SANTA FE — City government has a plan to get the most out of the roughly 5,000 acre feet of water it is allocated through the San Juan-Chama Project by building a $20 million pipeline from to the city’s south-side wastewater treatment plant to the Buckman Direct Diversion on the Rio Grande.

“This is what I call the low hanging fruit,” Jesse Roach, the city’s water division director, said of what is being called the Buckman Return on Tuesday during the first of two community input meetings scheduled for this week at the Fogelson Library on the former campus of the Santa Fe University of Art and Design. “It’s the next-best source of water for our community.”

But the plan also would reduce flows for communities south of town who now depend on effluent from the wastewater treatment plant to provide downstream flows in the Santa Fe River that reach La Cienega and the Cochiti area.


Effluent coming from the Santa Fe wastewater treatment facility flows along the Santa Fe River south of town. A city government proposal to take more San Juan-Chama water from the Rio Grande calls for a pipeline to send effluent to the river to offset the additional San Juan-Cham withdrawals. (Eddie Moore/Albuquerque Journal)

The city already has four water sources: the Rio Grande, two reservoirs in the Sangre de Cristo foothills, the Buckman wells outside the city limits and wells in town. But a 2015 study warned that the city’s water sources are susceptible to long-term drought, the effects of climate change, wildfires and contamination.

Roach said building a pipeline would allow the city to take more San Juan-Chama water — which is piped from the Colorado River basin into New Mexico — from the Rio Grande and replace the increase with an equal amount of reused effluent water.
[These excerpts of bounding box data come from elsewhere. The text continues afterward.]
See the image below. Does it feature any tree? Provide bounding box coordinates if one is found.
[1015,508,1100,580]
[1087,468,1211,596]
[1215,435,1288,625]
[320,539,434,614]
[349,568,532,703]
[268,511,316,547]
That would reduce the need to pump groundwater from the wells and promote recharging of the area aquifer.

The proposal was presented as part of public meeting, which was also designed to gather input from community members.

But environmental groups have concerns about the proposal and say that the city should slow down the process and consider other options.

Denise Fort, a volunteer with the Sierra Club, said the city has already made up its mind.

“Decide, announce, defend. That’s their strategy,” she said adding that the pipeline is already a “done deal.”

“Now they’re trying to catch up with questions from citizens,” she said. “This is a very large project being pushed through without a legitimate planning process.”

She said the city’s plan will mean that water in the Santa Fe River that normally flows south would be diminished for farmers in the La Cienega area that use it to irrigate their fields.

The Sierra Club and WildEarth Guardians are urging the city the slow down and consider other options, like increasing aquifer storage, water recovery and the direct reuse of potable water. They say the plan would reduce flow in the lower Santa Fe River by as much as half and reduce water quality in the Rio Grande.

“We have concerns about attempting to make the city more reliant on San Juan-Chama water,” said Neil Williams, another Sierra club volunteer with a background in engineering. “We’d prefer to have drought storage in Santa Fe, rather than imported water from the Rio Grande.”

City Councilor Carol Romero-Wirth said the meeting Tuesday and another on Thursday are intended to hear the public’s concerns.

“The step right now is to hear from the public,” she said.

But she said the City Council could vote on the proposal to build the pipeline before the end of the calendar year.

The second public meeting on the proposed project is to be held from 4:30 to 7 p.m. Thursday at the Fogelson Library.